The banking crisis has undermined the reservoirs of trust that consumers once had in banks. A knock-on effect of this is that many longstanding brands have seen their brand-equity slide too. This is due to a widespread change in mindset. Without even realising, consumers are asking themselves: if huge banks can fail, what’s stopping huge brands from failing too? Social media is invited to this party as it enables small startups to achieve massive exposure. As big brands drop the ball, small startups can pick it up! And as they’re picking it up, their skillful catches can be monitored and praise by the masses over on social media.

Therefore, if your platform, software or infrastructure (as a service!) does something that these old, slow-moving mega-brands do - and does it better! - then now is the time to push it hard! Charlie’s example: the death of bookshops and DVD outlets, caused by online sharing platforms.

Paul Joyce of GeckoBoard

Paul Joyce was the second keynote speaker to take to the stage. Mr Joyce is the cofounder of GeckoBoard, a SaaS solution that allows users to pull disparate data from a volley of different sources. An interesting point to note is that many of the sources that GeckoBoard collates data from are aaS services! Without the rise of aaS, Paul’s SaaS wouldn’t even exist!

But instead of talking about GeckoBoard, Paul spoke with great insight and intelligence about the upsides and downsides of running a SaaS business.

Paul warned SaaS entrepreneurs that they will have cashflow problems! The reason for these monitory misdemeanours is this: if your software is packaged as a one-off buy that the end-user receives as a CD, then you get a pile of cash up-front that you can use to grow your business. However, as SaaS businesses are usually subscription models, you will receive a smaller amount of money each month. Unless you attract massive volume very quickly, you will encounter slow growth.

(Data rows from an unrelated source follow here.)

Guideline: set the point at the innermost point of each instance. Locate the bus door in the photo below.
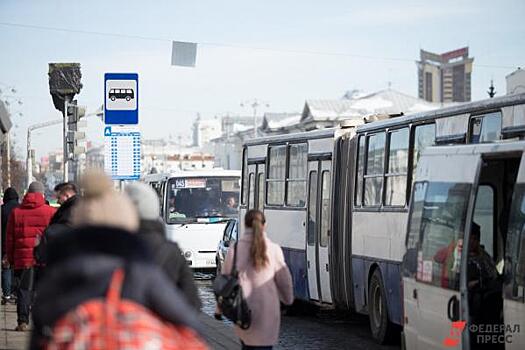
(318, 230)
(514, 286)
(252, 193)
(259, 188)
(440, 213)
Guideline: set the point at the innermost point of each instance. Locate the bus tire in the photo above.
(382, 329)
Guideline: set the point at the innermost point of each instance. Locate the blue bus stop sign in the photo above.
(121, 98)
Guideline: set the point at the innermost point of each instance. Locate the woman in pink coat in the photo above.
(265, 281)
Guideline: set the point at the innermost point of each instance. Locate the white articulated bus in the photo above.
(337, 200)
(196, 206)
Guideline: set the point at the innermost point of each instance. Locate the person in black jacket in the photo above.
(82, 261)
(66, 194)
(168, 254)
(10, 202)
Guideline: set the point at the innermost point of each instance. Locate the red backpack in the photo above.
(114, 323)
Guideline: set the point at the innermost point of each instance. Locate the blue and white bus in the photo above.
(337, 199)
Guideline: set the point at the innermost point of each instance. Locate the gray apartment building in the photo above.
(445, 77)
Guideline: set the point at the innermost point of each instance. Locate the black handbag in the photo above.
(228, 293)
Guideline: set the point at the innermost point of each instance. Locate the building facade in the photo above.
(445, 77)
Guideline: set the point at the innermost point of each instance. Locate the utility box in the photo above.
(64, 82)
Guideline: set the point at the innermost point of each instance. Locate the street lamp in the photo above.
(5, 99)
(255, 103)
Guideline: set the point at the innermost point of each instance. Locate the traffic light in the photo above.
(76, 139)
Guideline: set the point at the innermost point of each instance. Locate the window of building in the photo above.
(296, 180)
(424, 136)
(360, 171)
(396, 175)
(485, 128)
(428, 86)
(325, 209)
(276, 175)
(373, 178)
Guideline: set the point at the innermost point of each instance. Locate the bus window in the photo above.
(251, 196)
(244, 176)
(296, 181)
(414, 229)
(374, 169)
(276, 175)
(191, 198)
(485, 128)
(260, 195)
(325, 209)
(424, 136)
(360, 171)
(312, 208)
(443, 219)
(396, 176)
(484, 216)
(516, 245)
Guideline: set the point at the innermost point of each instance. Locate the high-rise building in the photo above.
(445, 77)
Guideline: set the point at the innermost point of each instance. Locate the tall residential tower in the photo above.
(445, 77)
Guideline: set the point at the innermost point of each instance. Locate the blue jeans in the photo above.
(250, 347)
(7, 275)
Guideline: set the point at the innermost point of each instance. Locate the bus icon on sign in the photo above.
(121, 94)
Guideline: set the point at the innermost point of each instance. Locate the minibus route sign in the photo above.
(121, 98)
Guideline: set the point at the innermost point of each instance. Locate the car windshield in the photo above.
(202, 199)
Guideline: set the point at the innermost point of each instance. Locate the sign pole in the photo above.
(66, 155)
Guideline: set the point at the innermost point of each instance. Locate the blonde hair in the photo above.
(103, 205)
(255, 220)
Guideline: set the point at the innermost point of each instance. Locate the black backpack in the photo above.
(230, 298)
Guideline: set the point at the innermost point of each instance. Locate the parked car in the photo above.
(230, 236)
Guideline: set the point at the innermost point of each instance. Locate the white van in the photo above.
(461, 291)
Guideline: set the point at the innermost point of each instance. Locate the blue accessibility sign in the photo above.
(122, 152)
(121, 98)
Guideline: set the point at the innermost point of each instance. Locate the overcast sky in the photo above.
(282, 52)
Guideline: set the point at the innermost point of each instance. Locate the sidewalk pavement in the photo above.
(9, 338)
(218, 334)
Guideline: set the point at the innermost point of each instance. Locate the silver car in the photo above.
(230, 236)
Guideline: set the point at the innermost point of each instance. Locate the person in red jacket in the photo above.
(26, 223)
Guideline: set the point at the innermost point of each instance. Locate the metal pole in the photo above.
(254, 105)
(8, 156)
(28, 160)
(66, 155)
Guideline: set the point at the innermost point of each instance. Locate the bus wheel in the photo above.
(382, 329)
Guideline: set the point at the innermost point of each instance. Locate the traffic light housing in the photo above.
(75, 137)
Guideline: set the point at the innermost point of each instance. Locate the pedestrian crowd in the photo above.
(99, 272)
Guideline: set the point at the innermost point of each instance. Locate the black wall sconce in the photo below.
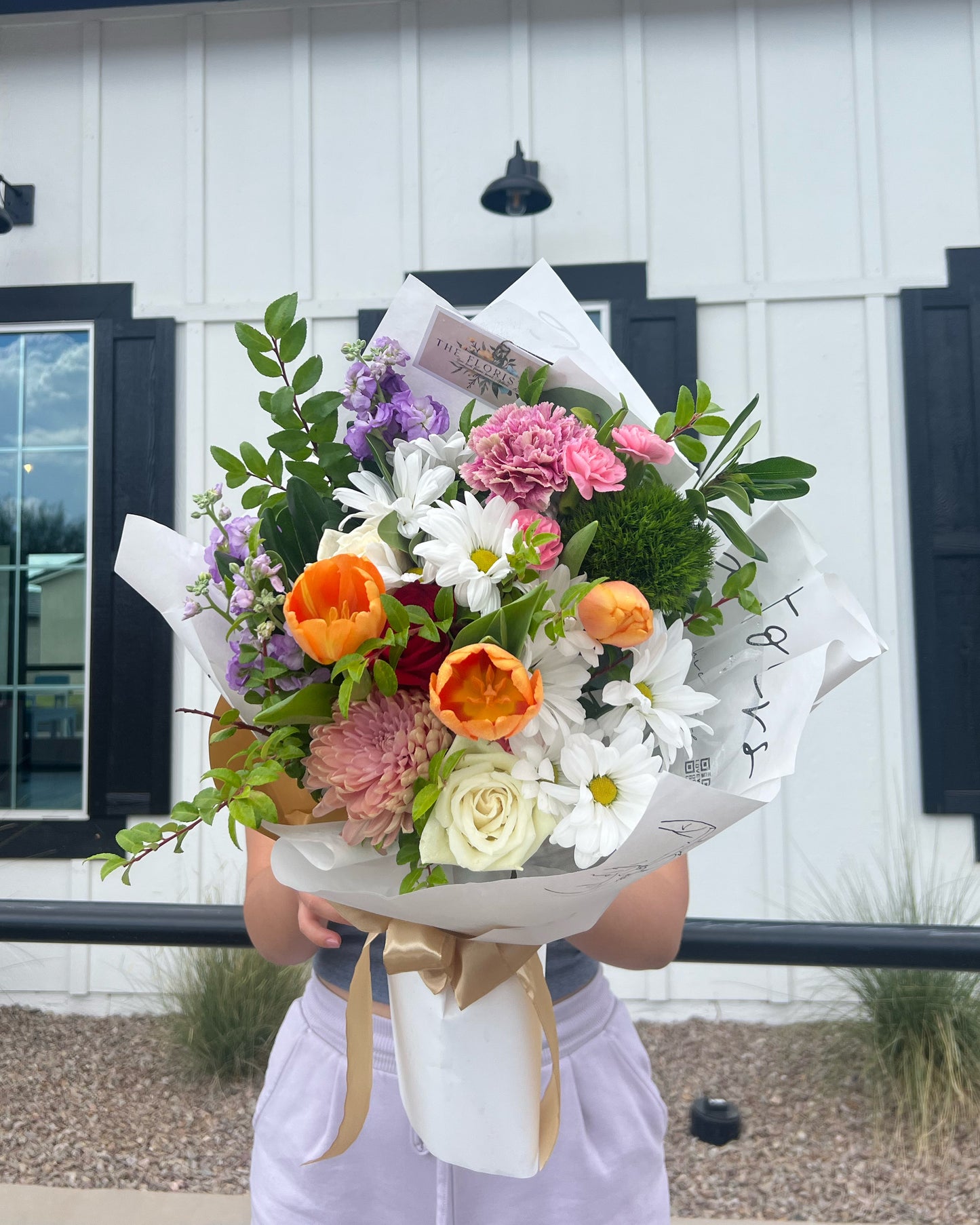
(16, 206)
(520, 193)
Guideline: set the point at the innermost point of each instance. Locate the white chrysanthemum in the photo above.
(564, 678)
(576, 642)
(364, 542)
(450, 448)
(656, 695)
(608, 790)
(468, 549)
(536, 766)
(417, 482)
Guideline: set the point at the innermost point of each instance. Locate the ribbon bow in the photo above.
(445, 960)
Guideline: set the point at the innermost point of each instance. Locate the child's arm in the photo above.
(286, 927)
(642, 929)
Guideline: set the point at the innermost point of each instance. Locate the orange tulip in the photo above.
(616, 614)
(335, 606)
(483, 693)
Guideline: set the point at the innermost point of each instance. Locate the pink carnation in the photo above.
(520, 454)
(368, 762)
(642, 444)
(550, 550)
(594, 468)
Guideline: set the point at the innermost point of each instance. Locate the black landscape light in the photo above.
(520, 193)
(16, 205)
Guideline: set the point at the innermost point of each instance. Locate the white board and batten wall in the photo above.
(790, 164)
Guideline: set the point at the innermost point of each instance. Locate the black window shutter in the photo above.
(941, 341)
(657, 342)
(130, 652)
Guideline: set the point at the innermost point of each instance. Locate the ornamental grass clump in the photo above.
(227, 1006)
(650, 537)
(919, 1029)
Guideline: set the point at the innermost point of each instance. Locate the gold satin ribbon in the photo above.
(294, 805)
(444, 960)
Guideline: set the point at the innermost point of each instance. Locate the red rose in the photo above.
(420, 657)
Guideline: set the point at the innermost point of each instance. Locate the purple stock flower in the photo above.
(238, 543)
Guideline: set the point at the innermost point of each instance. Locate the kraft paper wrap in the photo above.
(294, 805)
(444, 960)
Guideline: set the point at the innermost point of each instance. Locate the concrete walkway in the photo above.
(64, 1206)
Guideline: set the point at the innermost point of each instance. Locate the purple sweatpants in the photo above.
(606, 1168)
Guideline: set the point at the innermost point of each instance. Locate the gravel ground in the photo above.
(88, 1103)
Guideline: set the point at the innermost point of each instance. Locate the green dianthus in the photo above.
(650, 537)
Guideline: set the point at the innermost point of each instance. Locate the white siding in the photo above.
(789, 164)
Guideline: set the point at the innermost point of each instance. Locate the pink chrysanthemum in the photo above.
(368, 762)
(521, 454)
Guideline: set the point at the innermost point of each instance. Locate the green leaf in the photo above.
(252, 337)
(738, 581)
(606, 431)
(735, 534)
(292, 343)
(574, 553)
(281, 314)
(313, 703)
(317, 410)
(308, 375)
(692, 450)
(396, 612)
(712, 425)
(574, 398)
(254, 461)
(685, 410)
(385, 678)
(699, 501)
(779, 468)
(703, 397)
(265, 366)
(466, 419)
(424, 800)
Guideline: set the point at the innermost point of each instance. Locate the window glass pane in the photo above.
(10, 389)
(44, 413)
(52, 734)
(56, 400)
(54, 503)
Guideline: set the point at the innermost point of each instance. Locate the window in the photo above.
(86, 438)
(45, 393)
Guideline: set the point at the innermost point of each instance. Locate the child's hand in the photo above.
(314, 916)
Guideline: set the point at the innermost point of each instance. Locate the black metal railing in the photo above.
(734, 941)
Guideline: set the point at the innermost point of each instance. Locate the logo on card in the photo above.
(473, 360)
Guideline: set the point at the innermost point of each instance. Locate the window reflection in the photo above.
(44, 412)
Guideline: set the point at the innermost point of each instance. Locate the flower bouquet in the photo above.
(503, 648)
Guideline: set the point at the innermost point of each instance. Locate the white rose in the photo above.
(364, 542)
(482, 820)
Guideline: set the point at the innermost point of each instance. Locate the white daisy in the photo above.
(417, 482)
(656, 695)
(609, 788)
(576, 642)
(537, 771)
(564, 678)
(450, 448)
(469, 549)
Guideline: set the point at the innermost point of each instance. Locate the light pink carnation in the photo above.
(550, 550)
(521, 454)
(594, 468)
(642, 444)
(368, 762)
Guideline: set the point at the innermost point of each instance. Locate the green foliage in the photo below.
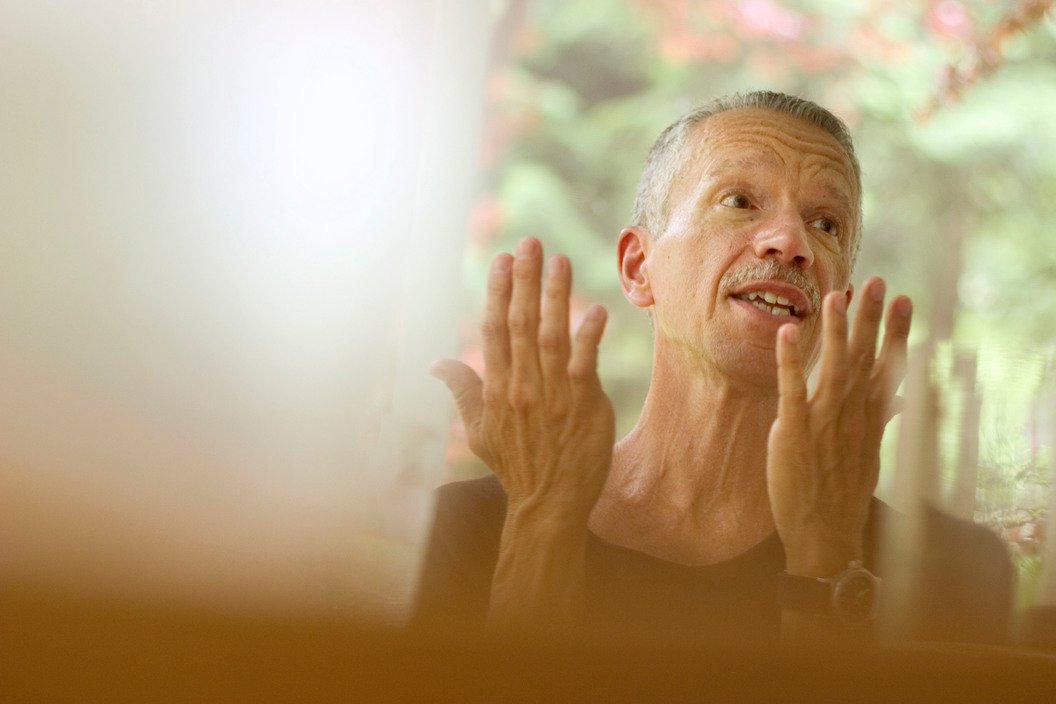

After this bad news, Paul threw out another problem! SaaS businesses have to spend their CAC (Cost to Acquire Customer) before they know the customer’s LTV (LifeTime Value). This means that startups take the risk of spending £500 on advertising, for example, only to attract ten customers who end their lifetime-engagement after spending £30 each. If your platform really is the bees knees then this problem won’t arise, but it is a risk that SaaS models take.

After all of this doom and gloom, Paul turned to the positives of being in the Saas scene. The industry is growing, and as the supporting tech grows alongside it, it’s only going to get stronger. Computers aaS is becoming the norm. Is it easier to buy your tunes from iTunes or a CD shop? The easy answer to that question demonstrates the success of aaS, an it’s here to stay.

Thank you

Thank you to Charlie, Paul and Ralph for delivering some expert advice, and thank you to Dreamstake and ToMax Talks for brining the guys into Club Workspace. Thanks also to everyone who came along for the event.